The authors analysed official documents and statistics on the problem to examine the general situation of students' mental and emotional health. The authors used psychological testing to study students' psycho-emotional states. The authors applied data cluster analysis to process and organise the data.

Findings and Discussions

This research has confirmed that respondents are concerned with problems related to household difficulties, feeling of loneliness as a result of separation from the family, financial problems, etc., which are traditionally indicated by young people not only in Russia but also in other parts of the world (Grunbaum, Tortolero, Weller, & Gingiss, 2000).

The top three problems that concern students of a university city are as follows:

  • household difficulties, financial problems (33.74 %);

  • high study loads (28.53 %);

  • the need to make their own money (work and study) (26.07 %).

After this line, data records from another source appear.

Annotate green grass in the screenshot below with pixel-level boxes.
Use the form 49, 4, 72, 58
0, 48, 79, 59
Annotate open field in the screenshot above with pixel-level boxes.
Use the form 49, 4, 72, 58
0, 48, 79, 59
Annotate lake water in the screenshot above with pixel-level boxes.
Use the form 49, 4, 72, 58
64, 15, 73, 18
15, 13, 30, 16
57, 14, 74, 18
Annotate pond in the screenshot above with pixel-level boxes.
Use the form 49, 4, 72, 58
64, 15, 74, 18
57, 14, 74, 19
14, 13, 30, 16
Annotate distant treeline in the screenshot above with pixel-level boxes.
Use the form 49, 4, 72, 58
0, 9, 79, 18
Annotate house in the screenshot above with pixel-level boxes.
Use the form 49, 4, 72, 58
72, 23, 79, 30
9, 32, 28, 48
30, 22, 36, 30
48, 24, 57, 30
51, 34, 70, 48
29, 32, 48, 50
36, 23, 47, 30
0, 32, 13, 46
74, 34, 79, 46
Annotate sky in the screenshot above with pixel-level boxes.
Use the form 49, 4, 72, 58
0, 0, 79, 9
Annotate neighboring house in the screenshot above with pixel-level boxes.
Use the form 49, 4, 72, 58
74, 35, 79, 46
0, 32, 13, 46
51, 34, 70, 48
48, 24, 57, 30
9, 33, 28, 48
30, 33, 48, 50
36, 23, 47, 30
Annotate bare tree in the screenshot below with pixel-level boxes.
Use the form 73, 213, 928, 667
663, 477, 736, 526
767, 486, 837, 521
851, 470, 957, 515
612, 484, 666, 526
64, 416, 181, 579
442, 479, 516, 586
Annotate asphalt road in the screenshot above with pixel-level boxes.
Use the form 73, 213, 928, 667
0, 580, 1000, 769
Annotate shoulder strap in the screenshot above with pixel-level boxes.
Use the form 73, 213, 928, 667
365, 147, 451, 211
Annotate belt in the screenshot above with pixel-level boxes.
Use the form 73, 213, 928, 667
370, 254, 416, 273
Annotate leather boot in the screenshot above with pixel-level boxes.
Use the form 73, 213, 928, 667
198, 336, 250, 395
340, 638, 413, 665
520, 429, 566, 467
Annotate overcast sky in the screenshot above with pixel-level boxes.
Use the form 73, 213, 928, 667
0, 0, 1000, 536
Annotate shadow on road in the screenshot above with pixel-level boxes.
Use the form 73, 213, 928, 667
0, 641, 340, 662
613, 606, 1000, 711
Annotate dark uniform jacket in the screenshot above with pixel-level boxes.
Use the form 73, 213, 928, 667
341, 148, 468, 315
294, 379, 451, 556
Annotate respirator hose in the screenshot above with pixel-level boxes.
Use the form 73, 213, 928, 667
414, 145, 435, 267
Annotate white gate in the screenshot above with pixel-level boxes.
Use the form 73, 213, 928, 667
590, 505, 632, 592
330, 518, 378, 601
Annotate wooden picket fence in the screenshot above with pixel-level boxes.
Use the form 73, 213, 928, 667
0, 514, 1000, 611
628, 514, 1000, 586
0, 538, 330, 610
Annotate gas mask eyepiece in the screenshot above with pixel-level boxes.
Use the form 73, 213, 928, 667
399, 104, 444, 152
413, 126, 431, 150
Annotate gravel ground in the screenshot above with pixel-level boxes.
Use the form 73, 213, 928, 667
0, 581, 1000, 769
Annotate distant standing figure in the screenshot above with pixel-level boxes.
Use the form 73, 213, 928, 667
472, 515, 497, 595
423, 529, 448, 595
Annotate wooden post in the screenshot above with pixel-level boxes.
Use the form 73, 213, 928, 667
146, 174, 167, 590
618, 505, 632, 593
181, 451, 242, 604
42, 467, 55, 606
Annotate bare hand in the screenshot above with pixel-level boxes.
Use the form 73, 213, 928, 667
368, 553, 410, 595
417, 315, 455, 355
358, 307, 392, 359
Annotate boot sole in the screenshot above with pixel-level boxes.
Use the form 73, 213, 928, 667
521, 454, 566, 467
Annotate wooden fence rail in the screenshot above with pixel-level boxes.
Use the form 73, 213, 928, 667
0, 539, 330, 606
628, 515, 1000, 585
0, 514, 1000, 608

Obviously, the most important urgent problems of full-time students are directly related to their current status and activities. The high proportion of students living independently determines financial and household problems, which, together with study loads and the need to earn money, creates additional difficulties. The "problem of computer and Internet addiction, preference of the virtual world to the real one", a separate question in the survey, was the fourth serious problem (25.09 %) for the respondents.

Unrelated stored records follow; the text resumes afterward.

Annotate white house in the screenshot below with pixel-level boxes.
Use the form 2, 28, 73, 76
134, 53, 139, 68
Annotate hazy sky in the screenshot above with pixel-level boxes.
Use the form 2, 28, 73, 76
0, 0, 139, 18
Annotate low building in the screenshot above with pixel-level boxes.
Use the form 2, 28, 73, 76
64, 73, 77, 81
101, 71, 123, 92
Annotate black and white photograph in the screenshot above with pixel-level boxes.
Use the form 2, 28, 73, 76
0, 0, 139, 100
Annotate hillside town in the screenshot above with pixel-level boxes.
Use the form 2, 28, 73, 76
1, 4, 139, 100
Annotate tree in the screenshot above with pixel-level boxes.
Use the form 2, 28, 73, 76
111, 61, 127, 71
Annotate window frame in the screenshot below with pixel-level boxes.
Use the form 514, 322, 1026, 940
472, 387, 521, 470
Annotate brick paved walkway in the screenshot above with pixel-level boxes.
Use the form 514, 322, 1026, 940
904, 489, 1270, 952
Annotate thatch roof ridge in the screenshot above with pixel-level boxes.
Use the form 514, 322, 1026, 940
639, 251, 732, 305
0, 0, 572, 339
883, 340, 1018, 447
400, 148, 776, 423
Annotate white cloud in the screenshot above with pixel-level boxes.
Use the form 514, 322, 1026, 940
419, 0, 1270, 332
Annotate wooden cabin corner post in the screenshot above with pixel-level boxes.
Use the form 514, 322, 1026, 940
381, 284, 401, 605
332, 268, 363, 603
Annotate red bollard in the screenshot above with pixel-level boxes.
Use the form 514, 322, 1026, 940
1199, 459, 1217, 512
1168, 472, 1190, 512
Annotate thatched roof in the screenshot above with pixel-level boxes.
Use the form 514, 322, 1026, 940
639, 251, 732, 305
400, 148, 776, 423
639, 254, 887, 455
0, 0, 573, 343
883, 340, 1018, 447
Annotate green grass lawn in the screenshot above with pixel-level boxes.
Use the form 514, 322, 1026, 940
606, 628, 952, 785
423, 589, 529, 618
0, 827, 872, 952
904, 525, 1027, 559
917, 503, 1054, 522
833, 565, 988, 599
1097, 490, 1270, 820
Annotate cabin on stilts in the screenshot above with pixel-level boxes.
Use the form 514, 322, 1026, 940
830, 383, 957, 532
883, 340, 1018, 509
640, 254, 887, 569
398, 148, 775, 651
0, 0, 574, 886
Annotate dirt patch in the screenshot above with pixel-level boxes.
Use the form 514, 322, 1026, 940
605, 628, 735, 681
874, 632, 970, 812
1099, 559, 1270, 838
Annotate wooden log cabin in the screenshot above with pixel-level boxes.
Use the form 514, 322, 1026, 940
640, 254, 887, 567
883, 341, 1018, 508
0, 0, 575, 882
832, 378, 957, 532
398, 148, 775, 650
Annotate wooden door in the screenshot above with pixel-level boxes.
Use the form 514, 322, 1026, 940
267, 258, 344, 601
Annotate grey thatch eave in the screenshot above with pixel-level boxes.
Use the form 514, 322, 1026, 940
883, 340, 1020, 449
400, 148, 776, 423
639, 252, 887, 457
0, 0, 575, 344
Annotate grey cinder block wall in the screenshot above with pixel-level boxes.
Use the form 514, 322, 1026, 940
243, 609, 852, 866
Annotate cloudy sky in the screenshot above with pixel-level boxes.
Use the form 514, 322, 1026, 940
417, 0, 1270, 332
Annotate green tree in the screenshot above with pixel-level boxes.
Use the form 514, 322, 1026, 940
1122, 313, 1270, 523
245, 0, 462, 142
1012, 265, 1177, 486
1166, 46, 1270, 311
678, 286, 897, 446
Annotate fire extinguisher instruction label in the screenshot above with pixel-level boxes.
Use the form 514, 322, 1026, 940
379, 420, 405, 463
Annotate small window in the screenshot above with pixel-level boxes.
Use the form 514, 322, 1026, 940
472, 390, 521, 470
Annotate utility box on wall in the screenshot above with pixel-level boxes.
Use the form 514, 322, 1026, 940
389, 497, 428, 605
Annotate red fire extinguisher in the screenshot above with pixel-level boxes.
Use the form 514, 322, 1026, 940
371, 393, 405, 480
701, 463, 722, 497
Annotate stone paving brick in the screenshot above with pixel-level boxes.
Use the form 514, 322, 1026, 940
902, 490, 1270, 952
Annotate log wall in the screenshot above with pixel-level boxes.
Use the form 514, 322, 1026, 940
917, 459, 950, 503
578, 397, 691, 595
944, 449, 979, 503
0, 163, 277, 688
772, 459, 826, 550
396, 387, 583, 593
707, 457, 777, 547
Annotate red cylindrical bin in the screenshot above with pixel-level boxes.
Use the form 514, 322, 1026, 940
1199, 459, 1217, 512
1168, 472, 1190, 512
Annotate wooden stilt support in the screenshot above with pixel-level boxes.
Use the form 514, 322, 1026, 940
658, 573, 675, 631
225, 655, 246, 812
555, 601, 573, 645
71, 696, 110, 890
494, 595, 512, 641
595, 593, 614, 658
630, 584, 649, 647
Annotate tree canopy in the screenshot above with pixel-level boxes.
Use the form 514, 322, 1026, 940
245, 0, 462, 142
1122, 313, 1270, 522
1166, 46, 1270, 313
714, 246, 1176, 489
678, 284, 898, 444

The least disturbing problems for students were "problems of offenses; anti-social behaviour" (4.77 %), "problems of sexual promiscuity" (5.73 %) and "gambling, computer games, slot machines" (7.34 %). The first two "anti-leaders" of the students' problems rating, problems for some other age and status groups, are not perceived as problems by students themselves; they are rather a part of their role-playing complex. Gambling and slot machines may have ceased to be an urgent issue after the administration and law enforcement agencies have taken measures to eradicate their structure in the region.

Respondents are also concerned with the "problem of lack of culture (non-observance of moral standards, swearing, spiritual poverty, etc.)" (23.43 %) and "lack of employment prospects in the field" (19.4 %). The different topics are united by the fact that university students are not inclined to live for the day, they broadly look at the social context they live in.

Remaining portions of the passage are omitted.